Why construct a conlang?
- To learn about linguistics and its various disciplines, including sound change, grammar and syntax shifts, the Sapir-Whorf hypothesis and more.
- To explore how the way we speak affects the way we think, ie. the Sapir-Whorf hypothesis, which holds that the language one speaks and thinks in day-to-day life affects how they view the world.
- To have private conversations or written communications with trusted individuals (also known as an idioglossia).
- For the creator's personal use only, for the sake of personal enjoyment as a hobby, for diary writing or as a form of artistic expression. (Famously, Tolkien's Elvish languages — which inspired him to works of fiction.)
- For use as a lingua franca to bridge gaps between people with different languages, on a regional or global scale. (Famously, Esperanto.)
- For use in a work of fiction, particularly in the contexts of alternate history, fantasy and science fiction. (Famously, Klingon, Na'vi, Dothraki and, after some time of being personal artistic languages, Tolkien's Elvish languages.)
What are the different types of conlangs?
For a more exhaustive list, see the next chapter.
- Engineered Languages (engelangs) — designed to meet objective criteria.
- Logical Languages (loglangs)— designed to remove the possibility of ambiguity from speech and meaning.
- Philosophical Languages — designed to express a particular viewpoint or philosophical ideal.
- Experimental Languages — designed to test a language hypothesis based on constructing the criteria for the hypothesis.
- Auxiliary Languages (auxlangs) — designed as common second languages for people with different native languages.
- International Auxiliary Languages (IALs) — designed to function as an auxiliary language for
- Artistic Languages (artlangs) — designed as or for works of art.
- Alien Languages (exolangs or xenolangs) — designed to create an alien and unusual language, often by incorporating elements of phonology impossible for humans or by violating "inviolable" rules of linguistics.
- Alternate Languages (altlangs) — designed as a plausible alternative result for an existing language based on its historical point of divergence.
Since each kind of conlang has a different goal, each involves a different process of creation.
The most common conlangs are artlangs.
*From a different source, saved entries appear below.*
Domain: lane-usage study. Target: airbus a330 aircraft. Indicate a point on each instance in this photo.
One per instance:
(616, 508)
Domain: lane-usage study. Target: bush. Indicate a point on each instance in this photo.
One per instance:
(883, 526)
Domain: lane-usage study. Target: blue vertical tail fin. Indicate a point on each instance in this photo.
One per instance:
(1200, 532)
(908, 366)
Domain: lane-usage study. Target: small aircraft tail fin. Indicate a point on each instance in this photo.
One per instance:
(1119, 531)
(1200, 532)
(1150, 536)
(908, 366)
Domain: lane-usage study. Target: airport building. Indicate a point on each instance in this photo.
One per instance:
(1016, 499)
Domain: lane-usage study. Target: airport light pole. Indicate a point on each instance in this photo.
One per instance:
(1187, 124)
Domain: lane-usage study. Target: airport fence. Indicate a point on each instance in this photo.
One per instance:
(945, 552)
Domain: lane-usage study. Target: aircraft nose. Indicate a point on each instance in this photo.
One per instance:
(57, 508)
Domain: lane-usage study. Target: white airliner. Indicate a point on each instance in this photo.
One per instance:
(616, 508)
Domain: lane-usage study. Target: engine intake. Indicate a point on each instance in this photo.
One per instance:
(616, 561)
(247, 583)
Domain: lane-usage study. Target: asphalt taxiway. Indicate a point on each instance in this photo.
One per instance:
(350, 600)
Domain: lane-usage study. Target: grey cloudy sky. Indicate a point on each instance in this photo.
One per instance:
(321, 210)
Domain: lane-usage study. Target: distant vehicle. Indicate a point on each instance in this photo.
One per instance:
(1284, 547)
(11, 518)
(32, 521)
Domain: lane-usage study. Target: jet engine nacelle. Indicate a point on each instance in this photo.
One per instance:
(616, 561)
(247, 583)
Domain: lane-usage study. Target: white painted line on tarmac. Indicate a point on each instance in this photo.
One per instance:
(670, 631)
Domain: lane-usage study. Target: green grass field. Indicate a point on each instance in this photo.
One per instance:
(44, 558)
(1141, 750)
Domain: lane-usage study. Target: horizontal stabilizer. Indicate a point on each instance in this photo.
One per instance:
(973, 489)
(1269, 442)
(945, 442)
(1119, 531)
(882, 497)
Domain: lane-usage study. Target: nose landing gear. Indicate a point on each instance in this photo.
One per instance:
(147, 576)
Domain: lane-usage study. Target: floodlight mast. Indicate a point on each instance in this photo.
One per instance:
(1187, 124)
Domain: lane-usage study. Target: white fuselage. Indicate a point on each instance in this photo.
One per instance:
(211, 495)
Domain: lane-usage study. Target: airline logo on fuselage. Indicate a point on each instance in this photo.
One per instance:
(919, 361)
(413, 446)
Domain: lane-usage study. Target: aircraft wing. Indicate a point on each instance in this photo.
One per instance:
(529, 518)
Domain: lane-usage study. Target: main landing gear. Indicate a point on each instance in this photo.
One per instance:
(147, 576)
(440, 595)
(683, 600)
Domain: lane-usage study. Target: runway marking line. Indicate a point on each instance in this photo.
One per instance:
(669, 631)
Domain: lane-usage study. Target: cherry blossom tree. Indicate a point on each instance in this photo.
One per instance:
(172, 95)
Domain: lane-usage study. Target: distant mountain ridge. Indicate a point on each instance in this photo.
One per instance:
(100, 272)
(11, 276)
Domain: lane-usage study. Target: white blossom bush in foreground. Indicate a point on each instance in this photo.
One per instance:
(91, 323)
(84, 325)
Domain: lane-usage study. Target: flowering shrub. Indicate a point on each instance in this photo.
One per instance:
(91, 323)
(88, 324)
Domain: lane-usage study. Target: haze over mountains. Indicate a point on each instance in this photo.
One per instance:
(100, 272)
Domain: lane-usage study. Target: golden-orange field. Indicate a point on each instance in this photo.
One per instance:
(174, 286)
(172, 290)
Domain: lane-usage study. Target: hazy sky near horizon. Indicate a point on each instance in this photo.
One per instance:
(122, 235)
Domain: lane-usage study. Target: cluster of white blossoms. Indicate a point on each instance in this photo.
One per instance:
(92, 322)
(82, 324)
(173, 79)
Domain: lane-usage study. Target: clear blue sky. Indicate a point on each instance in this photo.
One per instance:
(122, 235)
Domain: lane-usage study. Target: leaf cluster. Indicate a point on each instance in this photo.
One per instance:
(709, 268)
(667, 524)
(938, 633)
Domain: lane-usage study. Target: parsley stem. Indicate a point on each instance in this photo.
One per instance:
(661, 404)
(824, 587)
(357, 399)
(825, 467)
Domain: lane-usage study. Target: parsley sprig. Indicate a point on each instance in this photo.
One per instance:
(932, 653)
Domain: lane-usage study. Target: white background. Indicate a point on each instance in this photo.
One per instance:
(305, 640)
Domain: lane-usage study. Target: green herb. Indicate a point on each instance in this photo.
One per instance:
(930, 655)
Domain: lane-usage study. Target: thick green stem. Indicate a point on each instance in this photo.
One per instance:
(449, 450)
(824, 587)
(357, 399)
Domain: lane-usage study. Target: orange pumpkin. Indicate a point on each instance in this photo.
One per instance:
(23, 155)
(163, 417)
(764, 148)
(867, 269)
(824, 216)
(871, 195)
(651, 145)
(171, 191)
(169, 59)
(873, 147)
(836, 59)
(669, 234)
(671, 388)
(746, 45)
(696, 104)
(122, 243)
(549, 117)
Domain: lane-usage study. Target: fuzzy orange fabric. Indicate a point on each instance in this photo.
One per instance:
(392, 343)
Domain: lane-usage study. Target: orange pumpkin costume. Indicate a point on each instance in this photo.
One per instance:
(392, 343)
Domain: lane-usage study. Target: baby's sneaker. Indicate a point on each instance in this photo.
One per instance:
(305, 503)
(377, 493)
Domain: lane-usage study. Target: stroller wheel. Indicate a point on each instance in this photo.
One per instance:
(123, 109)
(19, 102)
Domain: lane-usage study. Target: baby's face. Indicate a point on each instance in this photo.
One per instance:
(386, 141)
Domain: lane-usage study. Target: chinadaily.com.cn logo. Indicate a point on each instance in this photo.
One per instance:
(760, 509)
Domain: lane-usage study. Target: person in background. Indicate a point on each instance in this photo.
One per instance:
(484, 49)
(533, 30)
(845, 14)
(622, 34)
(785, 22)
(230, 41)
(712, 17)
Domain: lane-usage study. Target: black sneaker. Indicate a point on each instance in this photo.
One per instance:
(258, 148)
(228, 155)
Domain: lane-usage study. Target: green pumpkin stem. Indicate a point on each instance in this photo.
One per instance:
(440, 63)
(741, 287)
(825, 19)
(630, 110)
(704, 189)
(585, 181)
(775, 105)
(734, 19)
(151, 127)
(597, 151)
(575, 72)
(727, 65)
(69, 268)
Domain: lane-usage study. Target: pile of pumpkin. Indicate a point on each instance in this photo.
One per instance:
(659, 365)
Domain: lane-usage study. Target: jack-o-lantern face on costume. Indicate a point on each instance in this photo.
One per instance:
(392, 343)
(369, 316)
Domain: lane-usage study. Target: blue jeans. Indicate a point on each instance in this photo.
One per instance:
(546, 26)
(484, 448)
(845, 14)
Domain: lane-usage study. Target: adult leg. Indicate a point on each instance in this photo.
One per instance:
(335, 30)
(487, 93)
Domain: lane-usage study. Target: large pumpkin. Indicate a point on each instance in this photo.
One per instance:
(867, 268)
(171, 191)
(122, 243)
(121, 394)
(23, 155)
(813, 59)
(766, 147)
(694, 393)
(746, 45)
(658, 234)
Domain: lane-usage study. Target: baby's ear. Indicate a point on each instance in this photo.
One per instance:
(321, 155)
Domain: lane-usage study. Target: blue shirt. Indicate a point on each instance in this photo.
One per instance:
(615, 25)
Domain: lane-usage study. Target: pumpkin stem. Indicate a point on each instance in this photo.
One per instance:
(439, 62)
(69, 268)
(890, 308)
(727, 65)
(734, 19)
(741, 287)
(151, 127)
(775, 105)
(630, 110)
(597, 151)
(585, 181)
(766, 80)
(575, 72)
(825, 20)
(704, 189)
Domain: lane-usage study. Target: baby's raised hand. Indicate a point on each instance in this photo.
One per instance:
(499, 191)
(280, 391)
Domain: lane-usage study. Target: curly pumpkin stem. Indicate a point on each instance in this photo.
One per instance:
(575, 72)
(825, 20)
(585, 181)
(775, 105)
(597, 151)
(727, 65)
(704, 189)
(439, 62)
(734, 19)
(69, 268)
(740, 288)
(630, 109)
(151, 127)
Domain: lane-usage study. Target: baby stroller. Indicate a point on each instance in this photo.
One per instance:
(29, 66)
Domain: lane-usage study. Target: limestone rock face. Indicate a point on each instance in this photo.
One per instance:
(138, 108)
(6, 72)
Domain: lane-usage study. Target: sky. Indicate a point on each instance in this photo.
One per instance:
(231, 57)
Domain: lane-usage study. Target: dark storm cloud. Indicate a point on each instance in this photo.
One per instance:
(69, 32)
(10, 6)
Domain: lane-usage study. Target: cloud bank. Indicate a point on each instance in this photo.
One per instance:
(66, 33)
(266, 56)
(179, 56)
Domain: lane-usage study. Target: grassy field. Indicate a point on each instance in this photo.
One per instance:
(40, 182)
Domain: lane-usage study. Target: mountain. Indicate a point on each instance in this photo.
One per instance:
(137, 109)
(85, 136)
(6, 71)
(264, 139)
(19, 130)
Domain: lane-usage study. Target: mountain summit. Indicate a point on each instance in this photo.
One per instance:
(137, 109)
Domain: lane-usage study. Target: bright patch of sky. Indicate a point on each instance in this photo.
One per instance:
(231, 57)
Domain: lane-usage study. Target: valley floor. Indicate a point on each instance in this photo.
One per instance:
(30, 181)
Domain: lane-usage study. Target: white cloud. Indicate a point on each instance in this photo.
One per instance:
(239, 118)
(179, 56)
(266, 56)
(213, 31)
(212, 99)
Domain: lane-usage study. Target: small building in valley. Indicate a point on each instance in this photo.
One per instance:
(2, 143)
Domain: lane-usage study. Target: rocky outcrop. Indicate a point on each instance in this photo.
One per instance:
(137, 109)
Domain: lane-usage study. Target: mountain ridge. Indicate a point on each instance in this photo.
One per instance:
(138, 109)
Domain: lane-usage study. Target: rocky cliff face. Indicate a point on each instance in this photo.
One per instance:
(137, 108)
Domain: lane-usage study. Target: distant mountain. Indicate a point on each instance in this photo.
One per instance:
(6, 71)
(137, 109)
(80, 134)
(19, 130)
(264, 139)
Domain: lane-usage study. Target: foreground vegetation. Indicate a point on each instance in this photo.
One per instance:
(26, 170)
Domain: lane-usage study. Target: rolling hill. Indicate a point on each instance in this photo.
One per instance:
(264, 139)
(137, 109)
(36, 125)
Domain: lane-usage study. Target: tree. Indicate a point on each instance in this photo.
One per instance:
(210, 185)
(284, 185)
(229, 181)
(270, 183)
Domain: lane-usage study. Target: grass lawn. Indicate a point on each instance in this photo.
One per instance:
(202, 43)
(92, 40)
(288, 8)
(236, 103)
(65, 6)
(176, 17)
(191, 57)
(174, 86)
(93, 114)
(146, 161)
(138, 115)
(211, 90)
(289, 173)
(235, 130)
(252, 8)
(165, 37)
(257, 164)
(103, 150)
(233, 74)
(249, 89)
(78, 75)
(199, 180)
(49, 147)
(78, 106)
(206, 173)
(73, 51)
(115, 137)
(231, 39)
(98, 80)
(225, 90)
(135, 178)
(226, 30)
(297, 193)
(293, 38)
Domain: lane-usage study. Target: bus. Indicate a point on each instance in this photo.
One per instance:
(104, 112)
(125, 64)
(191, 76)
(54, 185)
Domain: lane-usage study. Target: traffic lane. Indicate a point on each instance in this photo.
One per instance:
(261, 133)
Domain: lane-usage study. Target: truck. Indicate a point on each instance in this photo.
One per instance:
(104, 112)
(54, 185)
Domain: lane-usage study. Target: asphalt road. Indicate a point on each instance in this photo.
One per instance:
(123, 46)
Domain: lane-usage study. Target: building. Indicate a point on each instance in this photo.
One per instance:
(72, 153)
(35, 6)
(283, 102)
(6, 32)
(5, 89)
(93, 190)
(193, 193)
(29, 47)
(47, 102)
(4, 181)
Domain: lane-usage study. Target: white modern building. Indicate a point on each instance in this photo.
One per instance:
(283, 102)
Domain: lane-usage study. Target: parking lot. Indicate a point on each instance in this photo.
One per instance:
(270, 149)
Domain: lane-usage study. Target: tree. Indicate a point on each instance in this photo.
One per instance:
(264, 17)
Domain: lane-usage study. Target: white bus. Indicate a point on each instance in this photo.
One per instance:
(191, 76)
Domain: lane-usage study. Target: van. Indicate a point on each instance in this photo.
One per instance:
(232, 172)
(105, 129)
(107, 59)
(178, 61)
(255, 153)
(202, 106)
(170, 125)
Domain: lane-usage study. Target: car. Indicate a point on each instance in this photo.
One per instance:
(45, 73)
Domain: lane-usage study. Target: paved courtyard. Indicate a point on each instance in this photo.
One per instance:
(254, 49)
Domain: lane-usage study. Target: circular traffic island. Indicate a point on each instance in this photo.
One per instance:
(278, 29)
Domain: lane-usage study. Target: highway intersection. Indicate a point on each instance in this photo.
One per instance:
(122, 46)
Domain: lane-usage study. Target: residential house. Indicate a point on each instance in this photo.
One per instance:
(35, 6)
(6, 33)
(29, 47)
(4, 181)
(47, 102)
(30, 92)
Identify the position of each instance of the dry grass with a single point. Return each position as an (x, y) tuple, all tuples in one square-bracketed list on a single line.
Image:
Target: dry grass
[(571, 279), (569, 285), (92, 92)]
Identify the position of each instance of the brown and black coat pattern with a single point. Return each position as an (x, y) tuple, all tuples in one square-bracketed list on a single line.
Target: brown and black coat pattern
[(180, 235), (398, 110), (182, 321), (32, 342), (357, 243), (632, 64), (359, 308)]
Many conlangers create a conworld to go with their conlang. They create a conrace, with a conculture. The process of creating a conworld is outlined in the Conworld wikibook.
The different types of conlangs will be discussed, with examples, in the next section.
Where do I start?
This wikibook is designed to help you, the conlanger, create a fairly involved conlang. It will take you step-by-step through the process.
As you work through the steps outlined in this wikibook, you will probably have numerous questions. A good central place to find resources, including community resources like mailing lists and blogs, is the Language Creation Society.